For a long time I thought that this is how we live by Faith. Years later, lessons learned and aged, I know that God intended living by Faith to look different.
One of the podcasts I listened to today was about people who are in the self help, get it done mode; the doers. It was also about another crowd that was all about having Faith. The argument or statement was that we need to have both. Christy Wright, responsible along with Ramsey Solutions for Business Boutique, whom I am a big fan of, made an amazing point. A point I had pondered but couldn’t put into words until today. She said you need to work like everything depends on you and pray as if everything depends on God. Good stuff. I love it. When I first heard it, I was actually physically uncomfortable. That’s not how I was taught to do things, or at least that’s not how I’ve understood them all these years. The scripture is there, though. The podcast went on to further discuss how when Jesus heals in the bible there is always a direction, an action to take. After healing the lame man at the pool in Bethesda, “Go, take your mat and walk.”.
I’ve often mulled over the words, “Cast your anxiety…” from I Peter 5:7. “Cast” is an action word, suggesting action on the part of the listener. That has helped me in a lot of rough moments in my life because I know that there is at least a little bit of ownness on my part. There is something I have to do or give up in order to be a part of this change or betterment.
All signs lately, as my heart hurts when I see huge, sprawling ranches up for sale, willingly split into multiple parcels, I worry that the story and the lifestyle of the land will die. I get heartsick knowing that when once you were able to look out across the rolling hills, speckled with mesquite and cottonwoods, dotted with Oaks and pecans, sparkling with dancing grass that praises the blue-gem sky you’ll only see house after house. One just like the next with small variations according to taste.
I worry that the small, locally owned cafes will be ousted by the IHOPS and the local hardware store overrun by the “big box” store.
More profoundly, I worry that me and you will get tossed along with the wave and forget who we are and where we came from. More importantly, we’ll forget that we have something unique and God given to offer this world that no one else can.
I see as a culture and society, we get further and further away from the things in this life that really mean anything.
We send our kids to school and they get a watered down version of history and morality. We socialize and there is no real art in hospitality. A lot of what we strive for depends solely on how much money we spend on each other. That’s just addressing a few things.

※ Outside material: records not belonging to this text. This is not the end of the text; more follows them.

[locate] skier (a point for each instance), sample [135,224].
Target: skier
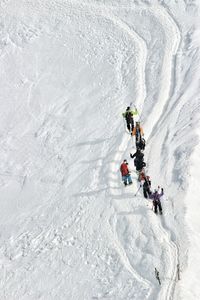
[147,187]
[138,154]
[139,163]
[128,115]
[156,200]
[142,144]
[126,177]
[138,132]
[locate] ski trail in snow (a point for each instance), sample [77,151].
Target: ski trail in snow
[114,169]
[172,44]
[173,38]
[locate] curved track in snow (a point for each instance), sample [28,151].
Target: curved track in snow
[76,65]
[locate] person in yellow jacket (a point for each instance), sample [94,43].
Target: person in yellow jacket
[139,134]
[128,115]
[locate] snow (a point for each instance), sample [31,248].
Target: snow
[69,229]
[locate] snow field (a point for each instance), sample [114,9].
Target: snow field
[69,230]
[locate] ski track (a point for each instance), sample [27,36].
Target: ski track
[152,124]
[170,50]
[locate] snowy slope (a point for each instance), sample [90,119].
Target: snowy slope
[68,227]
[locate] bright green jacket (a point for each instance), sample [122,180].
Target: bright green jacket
[130,111]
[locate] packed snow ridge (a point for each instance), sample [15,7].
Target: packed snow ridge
[69,228]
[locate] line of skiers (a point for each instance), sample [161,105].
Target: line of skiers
[139,163]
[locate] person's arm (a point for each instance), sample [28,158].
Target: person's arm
[135,112]
[134,131]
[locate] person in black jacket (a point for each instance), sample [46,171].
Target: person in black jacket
[139,164]
[128,115]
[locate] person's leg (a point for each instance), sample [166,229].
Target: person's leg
[160,207]
[155,207]
[124,180]
[129,179]
[132,125]
[148,193]
[145,193]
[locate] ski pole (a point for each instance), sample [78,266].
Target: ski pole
[138,190]
[138,113]
[124,123]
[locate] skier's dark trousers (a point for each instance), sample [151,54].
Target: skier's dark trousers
[128,115]
[147,187]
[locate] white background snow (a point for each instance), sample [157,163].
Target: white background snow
[69,229]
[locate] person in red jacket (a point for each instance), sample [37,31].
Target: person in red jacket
[126,177]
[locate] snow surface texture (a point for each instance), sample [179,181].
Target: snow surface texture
[69,229]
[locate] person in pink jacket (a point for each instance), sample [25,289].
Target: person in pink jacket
[156,200]
[126,177]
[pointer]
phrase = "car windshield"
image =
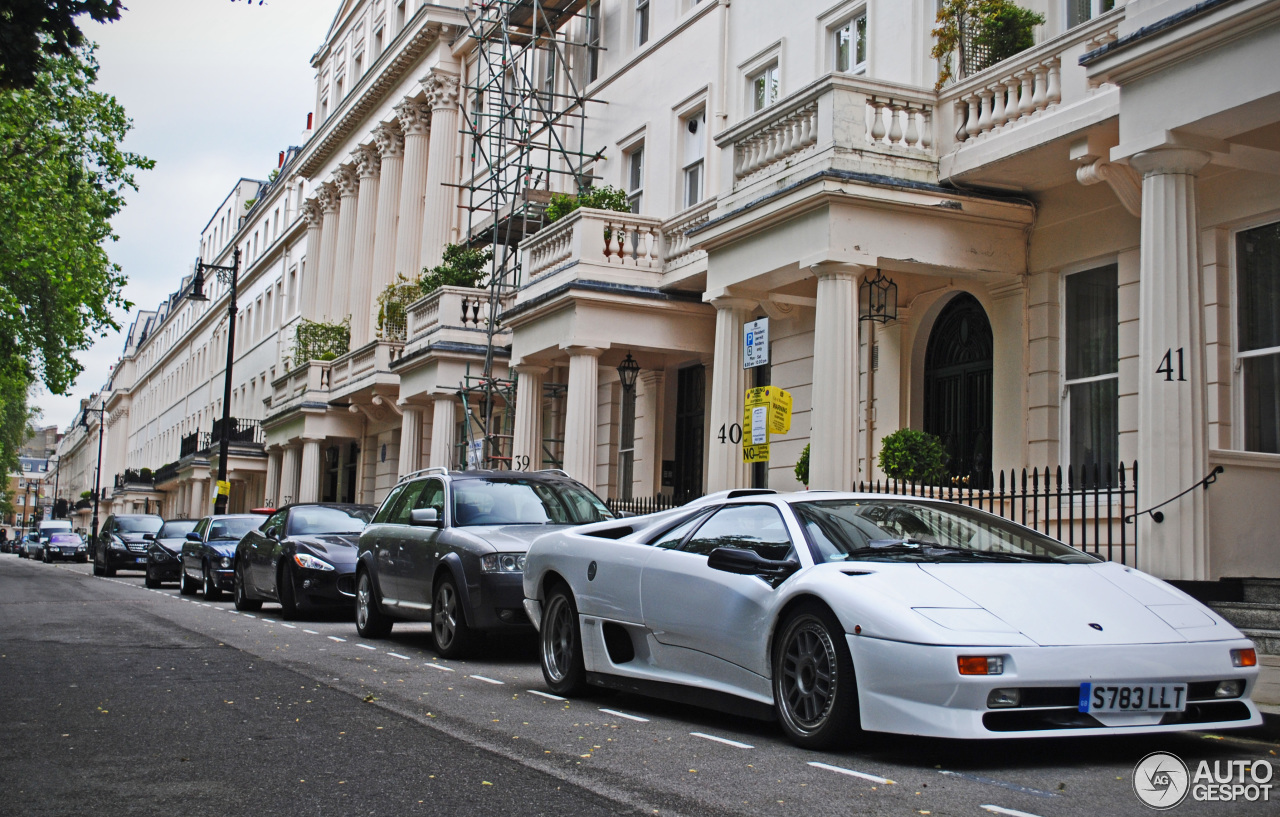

Our culture, while shouting individuality and doing what we feel is anything but supportive of who God made us to be.
I don’t want my life to look like everyone else’s. I don’t want to do what everyone else is doing. Further, I want to see others as stand-alones, not through the lens of how they compare to everyone else.
I tell my kiddo all the time not to worry too much about what others think. Follow God and remember that there is and will only every be just one YOU. You are here once and only once and God has a plan for you so don’t waste your time trying to be someone else. I’m striving to do this myself. I’m also struggling to find value and uniqueness that God puts right in front of my face.